BERLUSCONI NON ARGINA LA FRONDA
I SENATORI DISSIDENTI SALGONO A 27 SU 59
La fronda dei parlamentari azzurri nei confronti riforma del Senato è una puntura di spillo per un Silvio Berlusconi che ha già un diavolo per capello.
Quello che preoccupa di più l’ex Cavaliere in queste ore, infatti, sono, come al solito, i processi.
Quello di Piersilvio su Mediatrade, la cui sentenza è prevista per oggi, e il secondo grado di Ruby in arrivo il 18 luglio.
Chi ci ha parlato racconta di un Berlusconi teso come una corda di violino.
Per questo motivo l’ex premier ascolta chi gli “resoconta” le fibrillazioni dei suoi a Palazzo Madama con fastidio.
Il leader di Forza Italia ha una sola necessità : quella di mostrarsi affidabile agli occhi di Renzi sul patto del Nazareno.
Ovvero il tubicino di ossigeno che gli consente di restare politicamente in vita. Specialmente se, come si suppone, arriverà una condanna all’appello per Ruby.
Un patto, quello col premier, da cui l’ex Cav si aspetta diverse contropartite: una riforma della giustizia non ostile e, magari, un accordo sul nome del futuro Presidente della Repubblica.
Perchè, se Giorgio Napolitano non concederà mai la grazia a Berlusconi, il prossimo capo dello Stato chissà …
Ecco perchè il leader azzurro si irrita appena sente la parola “frondista”.
Al momento a Palazzo Madama i ribelli sono tra 26 e 30. Meno dei 37 che firmarono il documento di Augusto Minzolini, ma comunque tanti.
Quasi la metà del gruppo, che ne conta 59. A guidare la pattuglia è l’ex direttore del Tg1. “Renzi sembra Breznev e Napolitano tace”, ha detto ieri il senatore ribelle.
Il capo dello Stato deve averlo ascoltato, vista la nota diffusa in serata, anche se le sue parole vanno in senso contrario a quello sperato da Minzolini.
Resta da vedere, però, quanti frondisti avranno poi il coraggio di votare contro in Aula.

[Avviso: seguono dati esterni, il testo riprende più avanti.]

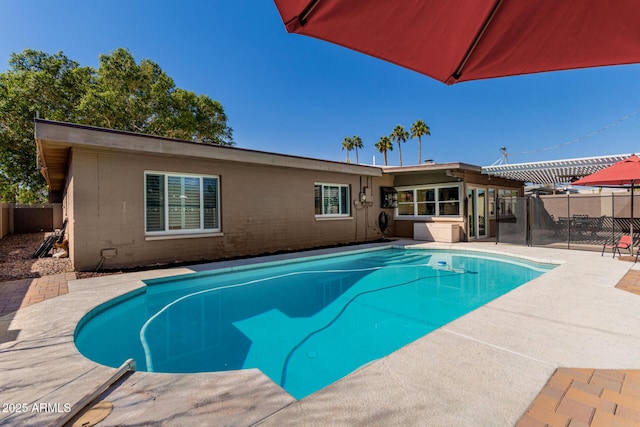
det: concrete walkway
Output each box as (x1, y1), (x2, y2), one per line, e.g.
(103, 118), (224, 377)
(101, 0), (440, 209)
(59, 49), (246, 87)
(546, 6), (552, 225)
(0, 243), (640, 427)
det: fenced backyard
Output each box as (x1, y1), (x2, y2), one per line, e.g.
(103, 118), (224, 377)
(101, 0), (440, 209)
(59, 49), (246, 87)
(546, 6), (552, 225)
(496, 192), (640, 251)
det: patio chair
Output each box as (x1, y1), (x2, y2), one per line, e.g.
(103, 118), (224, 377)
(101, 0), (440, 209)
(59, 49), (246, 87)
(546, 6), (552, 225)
(600, 234), (637, 258)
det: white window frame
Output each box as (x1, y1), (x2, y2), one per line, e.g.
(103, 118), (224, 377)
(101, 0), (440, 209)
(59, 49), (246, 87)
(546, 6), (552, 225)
(394, 183), (462, 220)
(313, 182), (351, 219)
(143, 170), (221, 237)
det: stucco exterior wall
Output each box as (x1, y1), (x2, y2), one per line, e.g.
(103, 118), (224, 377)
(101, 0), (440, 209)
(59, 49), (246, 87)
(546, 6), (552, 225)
(0, 202), (9, 239)
(70, 148), (393, 270)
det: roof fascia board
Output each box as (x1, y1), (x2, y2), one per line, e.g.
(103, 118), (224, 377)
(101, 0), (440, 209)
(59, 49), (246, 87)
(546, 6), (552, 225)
(35, 119), (382, 176)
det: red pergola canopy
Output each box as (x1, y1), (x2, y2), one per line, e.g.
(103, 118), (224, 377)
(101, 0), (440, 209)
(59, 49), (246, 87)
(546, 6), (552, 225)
(275, 0), (640, 84)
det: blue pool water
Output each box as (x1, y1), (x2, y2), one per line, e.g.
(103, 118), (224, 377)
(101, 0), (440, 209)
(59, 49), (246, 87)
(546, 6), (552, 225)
(75, 249), (553, 399)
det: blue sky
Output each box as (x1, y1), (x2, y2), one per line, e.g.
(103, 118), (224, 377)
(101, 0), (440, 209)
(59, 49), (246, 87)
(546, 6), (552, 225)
(0, 0), (640, 166)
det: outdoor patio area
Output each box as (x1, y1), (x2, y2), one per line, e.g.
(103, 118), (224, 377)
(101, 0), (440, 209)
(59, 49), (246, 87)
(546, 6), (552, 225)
(0, 241), (640, 427)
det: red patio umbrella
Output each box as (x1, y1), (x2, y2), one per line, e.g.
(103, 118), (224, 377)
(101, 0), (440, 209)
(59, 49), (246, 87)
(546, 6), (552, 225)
(573, 154), (640, 253)
(274, 0), (640, 84)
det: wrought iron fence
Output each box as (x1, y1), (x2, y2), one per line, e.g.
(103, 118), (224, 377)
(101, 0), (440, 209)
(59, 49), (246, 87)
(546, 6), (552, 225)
(496, 192), (640, 251)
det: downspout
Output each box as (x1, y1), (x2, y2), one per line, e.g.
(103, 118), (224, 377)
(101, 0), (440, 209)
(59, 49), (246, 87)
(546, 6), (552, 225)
(55, 359), (136, 426)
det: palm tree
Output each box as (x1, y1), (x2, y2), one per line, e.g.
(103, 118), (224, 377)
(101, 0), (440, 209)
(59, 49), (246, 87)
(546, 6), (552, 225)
(342, 136), (353, 163)
(410, 120), (431, 164)
(351, 135), (364, 165)
(389, 125), (409, 166)
(376, 136), (393, 166)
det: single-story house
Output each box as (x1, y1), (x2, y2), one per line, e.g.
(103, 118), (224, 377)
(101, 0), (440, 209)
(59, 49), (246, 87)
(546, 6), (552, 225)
(35, 119), (523, 270)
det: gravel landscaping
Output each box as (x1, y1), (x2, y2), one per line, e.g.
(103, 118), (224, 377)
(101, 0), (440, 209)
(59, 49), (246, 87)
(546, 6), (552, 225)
(0, 233), (73, 282)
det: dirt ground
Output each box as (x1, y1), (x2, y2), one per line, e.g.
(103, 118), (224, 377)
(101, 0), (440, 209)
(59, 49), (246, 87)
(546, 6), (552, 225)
(0, 233), (73, 282)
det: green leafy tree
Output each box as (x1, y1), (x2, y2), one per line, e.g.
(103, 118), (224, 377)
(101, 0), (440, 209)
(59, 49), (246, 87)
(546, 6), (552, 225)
(342, 136), (353, 163)
(376, 136), (393, 166)
(389, 125), (409, 166)
(351, 135), (364, 164)
(0, 49), (92, 203)
(410, 120), (431, 164)
(0, 49), (234, 202)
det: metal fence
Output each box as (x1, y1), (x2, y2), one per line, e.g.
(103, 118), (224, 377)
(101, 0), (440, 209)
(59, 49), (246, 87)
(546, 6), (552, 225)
(496, 192), (640, 251)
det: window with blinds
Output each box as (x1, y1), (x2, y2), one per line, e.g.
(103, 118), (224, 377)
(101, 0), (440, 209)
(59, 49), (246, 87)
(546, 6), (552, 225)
(145, 172), (220, 234)
(396, 185), (460, 218)
(315, 184), (350, 216)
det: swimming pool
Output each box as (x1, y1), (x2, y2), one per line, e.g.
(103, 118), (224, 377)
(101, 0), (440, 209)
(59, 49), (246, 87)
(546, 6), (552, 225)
(75, 248), (554, 399)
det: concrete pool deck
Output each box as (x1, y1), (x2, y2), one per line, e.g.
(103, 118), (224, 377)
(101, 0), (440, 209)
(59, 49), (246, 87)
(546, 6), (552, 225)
(0, 241), (640, 426)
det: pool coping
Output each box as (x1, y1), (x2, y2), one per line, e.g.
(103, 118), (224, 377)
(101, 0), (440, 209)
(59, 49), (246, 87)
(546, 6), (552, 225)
(0, 241), (640, 425)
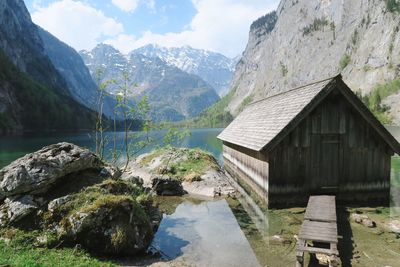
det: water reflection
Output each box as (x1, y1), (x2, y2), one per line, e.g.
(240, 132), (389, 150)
(0, 129), (222, 168)
(152, 200), (260, 266)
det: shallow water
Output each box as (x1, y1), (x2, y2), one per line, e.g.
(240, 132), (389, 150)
(152, 199), (259, 266)
(0, 127), (400, 267)
(0, 128), (222, 168)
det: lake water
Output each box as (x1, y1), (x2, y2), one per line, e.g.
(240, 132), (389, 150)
(0, 127), (400, 266)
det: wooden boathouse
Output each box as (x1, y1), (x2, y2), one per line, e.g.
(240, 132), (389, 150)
(218, 75), (400, 207)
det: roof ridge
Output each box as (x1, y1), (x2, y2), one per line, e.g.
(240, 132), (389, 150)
(248, 73), (342, 106)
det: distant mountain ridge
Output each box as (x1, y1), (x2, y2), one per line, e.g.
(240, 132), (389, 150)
(130, 44), (238, 96)
(224, 0), (400, 124)
(0, 0), (95, 134)
(80, 44), (219, 121)
(38, 27), (116, 117)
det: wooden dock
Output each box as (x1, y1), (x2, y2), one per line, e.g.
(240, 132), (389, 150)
(296, 196), (339, 267)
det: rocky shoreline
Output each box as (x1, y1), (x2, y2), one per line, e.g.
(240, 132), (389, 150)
(0, 143), (236, 264)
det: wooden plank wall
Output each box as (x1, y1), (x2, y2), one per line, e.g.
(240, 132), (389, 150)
(223, 143), (268, 194)
(268, 91), (393, 202)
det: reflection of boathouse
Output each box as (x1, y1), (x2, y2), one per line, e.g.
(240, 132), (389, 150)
(218, 75), (400, 209)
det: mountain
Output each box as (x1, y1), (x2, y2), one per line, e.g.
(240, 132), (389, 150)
(80, 44), (219, 121)
(131, 44), (237, 96)
(225, 0), (400, 123)
(38, 27), (115, 117)
(0, 0), (94, 134)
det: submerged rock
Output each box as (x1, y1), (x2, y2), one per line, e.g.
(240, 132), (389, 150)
(58, 196), (153, 255)
(351, 213), (376, 228)
(152, 176), (186, 196)
(43, 179), (157, 255)
(0, 195), (39, 227)
(0, 143), (104, 199)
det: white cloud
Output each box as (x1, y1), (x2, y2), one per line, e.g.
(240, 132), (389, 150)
(106, 0), (278, 57)
(32, 0), (124, 50)
(112, 0), (139, 12)
(104, 34), (137, 54)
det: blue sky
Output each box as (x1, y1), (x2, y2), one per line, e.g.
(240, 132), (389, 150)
(25, 0), (278, 57)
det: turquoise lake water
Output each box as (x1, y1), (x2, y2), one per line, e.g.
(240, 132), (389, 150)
(0, 127), (400, 266)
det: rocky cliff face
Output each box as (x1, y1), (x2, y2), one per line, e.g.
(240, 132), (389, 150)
(0, 0), (68, 95)
(38, 27), (115, 117)
(80, 44), (219, 121)
(227, 0), (400, 123)
(0, 0), (94, 134)
(131, 44), (237, 96)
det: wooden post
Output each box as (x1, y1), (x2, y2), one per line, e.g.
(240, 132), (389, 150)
(296, 239), (306, 267)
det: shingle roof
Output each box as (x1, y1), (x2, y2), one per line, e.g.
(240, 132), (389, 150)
(218, 77), (336, 151)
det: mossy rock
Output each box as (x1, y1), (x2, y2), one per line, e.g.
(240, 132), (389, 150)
(43, 180), (154, 256)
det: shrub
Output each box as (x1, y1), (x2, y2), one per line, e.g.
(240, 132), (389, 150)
(386, 0), (400, 13)
(303, 17), (329, 36)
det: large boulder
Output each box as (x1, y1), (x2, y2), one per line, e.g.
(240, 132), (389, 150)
(152, 176), (186, 196)
(44, 180), (161, 255)
(0, 143), (104, 200)
(0, 195), (39, 227)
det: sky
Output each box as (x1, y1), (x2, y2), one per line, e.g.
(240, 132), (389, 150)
(25, 0), (279, 57)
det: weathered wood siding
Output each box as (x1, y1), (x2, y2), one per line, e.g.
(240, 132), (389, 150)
(223, 143), (268, 200)
(268, 91), (393, 205)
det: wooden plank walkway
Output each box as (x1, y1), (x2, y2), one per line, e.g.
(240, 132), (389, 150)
(296, 196), (339, 267)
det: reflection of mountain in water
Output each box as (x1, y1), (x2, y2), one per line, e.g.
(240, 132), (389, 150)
(152, 200), (259, 266)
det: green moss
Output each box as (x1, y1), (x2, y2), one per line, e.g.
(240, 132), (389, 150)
(357, 79), (400, 124)
(140, 148), (165, 166)
(303, 17), (329, 36)
(43, 179), (149, 225)
(185, 89), (236, 128)
(339, 54), (351, 70)
(0, 229), (115, 267)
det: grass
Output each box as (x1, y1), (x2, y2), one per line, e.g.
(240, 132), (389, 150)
(357, 79), (400, 124)
(0, 230), (116, 267)
(237, 95), (254, 113)
(385, 0), (400, 13)
(43, 179), (145, 224)
(186, 89), (236, 128)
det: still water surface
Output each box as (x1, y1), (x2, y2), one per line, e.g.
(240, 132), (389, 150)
(0, 127), (400, 266)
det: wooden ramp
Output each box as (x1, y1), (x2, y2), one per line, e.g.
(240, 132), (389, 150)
(296, 196), (339, 267)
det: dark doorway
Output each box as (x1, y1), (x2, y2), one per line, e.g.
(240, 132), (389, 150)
(311, 134), (340, 194)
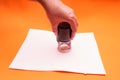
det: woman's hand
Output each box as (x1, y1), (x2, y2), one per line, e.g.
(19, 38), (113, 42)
(38, 0), (78, 39)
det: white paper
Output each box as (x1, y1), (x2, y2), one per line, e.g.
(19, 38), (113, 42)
(9, 29), (106, 74)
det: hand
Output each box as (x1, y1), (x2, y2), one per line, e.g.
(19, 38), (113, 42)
(39, 0), (78, 39)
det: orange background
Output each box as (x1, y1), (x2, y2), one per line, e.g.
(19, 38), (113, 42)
(0, 0), (120, 80)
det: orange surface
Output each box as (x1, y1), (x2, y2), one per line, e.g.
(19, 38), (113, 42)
(0, 0), (120, 80)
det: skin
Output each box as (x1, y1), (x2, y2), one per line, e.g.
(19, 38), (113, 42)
(37, 0), (78, 39)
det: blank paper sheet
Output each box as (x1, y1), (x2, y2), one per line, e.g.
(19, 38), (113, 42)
(9, 29), (106, 74)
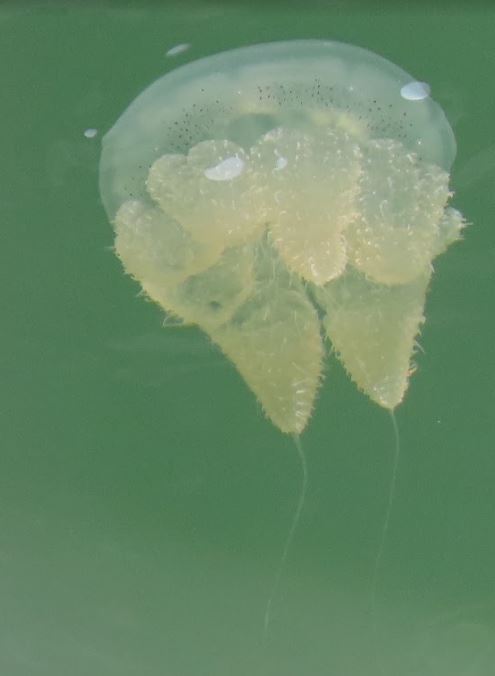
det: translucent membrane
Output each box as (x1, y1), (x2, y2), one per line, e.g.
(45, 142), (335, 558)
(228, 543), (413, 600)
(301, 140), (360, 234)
(100, 41), (464, 433)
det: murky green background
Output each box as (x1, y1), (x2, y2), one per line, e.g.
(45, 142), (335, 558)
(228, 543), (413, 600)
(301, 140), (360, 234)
(0, 0), (495, 676)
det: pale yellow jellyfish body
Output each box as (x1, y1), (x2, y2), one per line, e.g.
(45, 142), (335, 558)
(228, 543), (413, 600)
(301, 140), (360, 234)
(100, 40), (464, 434)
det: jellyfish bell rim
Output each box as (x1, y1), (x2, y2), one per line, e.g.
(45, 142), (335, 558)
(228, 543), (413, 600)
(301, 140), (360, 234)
(100, 39), (456, 220)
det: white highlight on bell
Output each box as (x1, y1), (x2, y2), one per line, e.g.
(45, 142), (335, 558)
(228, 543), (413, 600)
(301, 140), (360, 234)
(400, 82), (431, 101)
(165, 42), (191, 57)
(204, 155), (244, 181)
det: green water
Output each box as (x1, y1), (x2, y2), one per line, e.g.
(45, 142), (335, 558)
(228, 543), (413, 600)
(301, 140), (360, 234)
(0, 0), (495, 676)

“Alla fine a dire no saranno 4 o 5”, raccontano dal gruppo forzista a Palazzo Madama. “Altrimenti si tratterebbe di una spaccatura al pari di quella di Alfano. Per loro significherebbe mettersi fuori dal partito”.
Nel frattempo per il Senato spunta anche il “lodo Brunetta”, scritto dal costituzionalista Giovanni Guzzetta: a Palazzo Madama potrebbero entrare i consiglieri regionali che hanno raggiunto il maggior numero di preferenze.
La proposta, però, è già stata bocciata dalla coppia Renzi-Boschi: non si può fare perchè non si può mettere la parola preferenze in Costituzione.
I tempi della riforma, intanto, si allungano: mercoledì il testo sarà licenziato dalla commissione e poi verrà incardinato in Aula.
Paolo Romani, quindi, avrà più tempo per far rientrare la fronda. “Certo, se non ci riesce, il suo posto da capogruppo traballa”, si sussurra a Palazzo Madama.
L’asticella sotto cui Renzi e Berlusconi non possono scendere è quella dei due terzi. Ovvero 214 senatori su 320.
Questo è il margine di tenuta del patto del Nazareno.